おばあちゃんがお母さんに問い詰められて、僕に大金を渡した事を白状してしまったのだ。
夕食の後、お茶の間に正座させられて尋問が始まった。
一体、3万円もの大金を何に使ったのか。
いくらなんでも全てポケカーに費やしたとは言えないので、この時の言い訳にはずいぶん苦労したのを覚えている。

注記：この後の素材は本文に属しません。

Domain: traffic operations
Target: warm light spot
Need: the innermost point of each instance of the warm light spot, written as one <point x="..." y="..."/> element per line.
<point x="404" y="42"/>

とにかく、お父さんお母さんにはこってり叱られて、しばらくは懲りてしまった。
それに、その頃からだんだんポケカーにも興味がなくなってきて、一体何で僕はこんなにポケカーを集めてしまったのだろう。
と激しい後悔の念にも襲われるようになった。
まぁ、大人になった今となっては、そんなお金の使い方は流石にしないけれども。
今でもこの時の事を思い出すと、恥ずかしくて穴に入りたくなる気持ちになる。
あと、このエッセイを書くにあたって、ポケカーについてネットで調べていたら、その頃集めていたカードは、どれもオークションで、もの凄い高値で転売されているというのを見つけて。
しまった、そんな事なら全部捨てずに取っておけばよかったなぁ。と、
ここでも激しい後悔の念を覚えてしまった。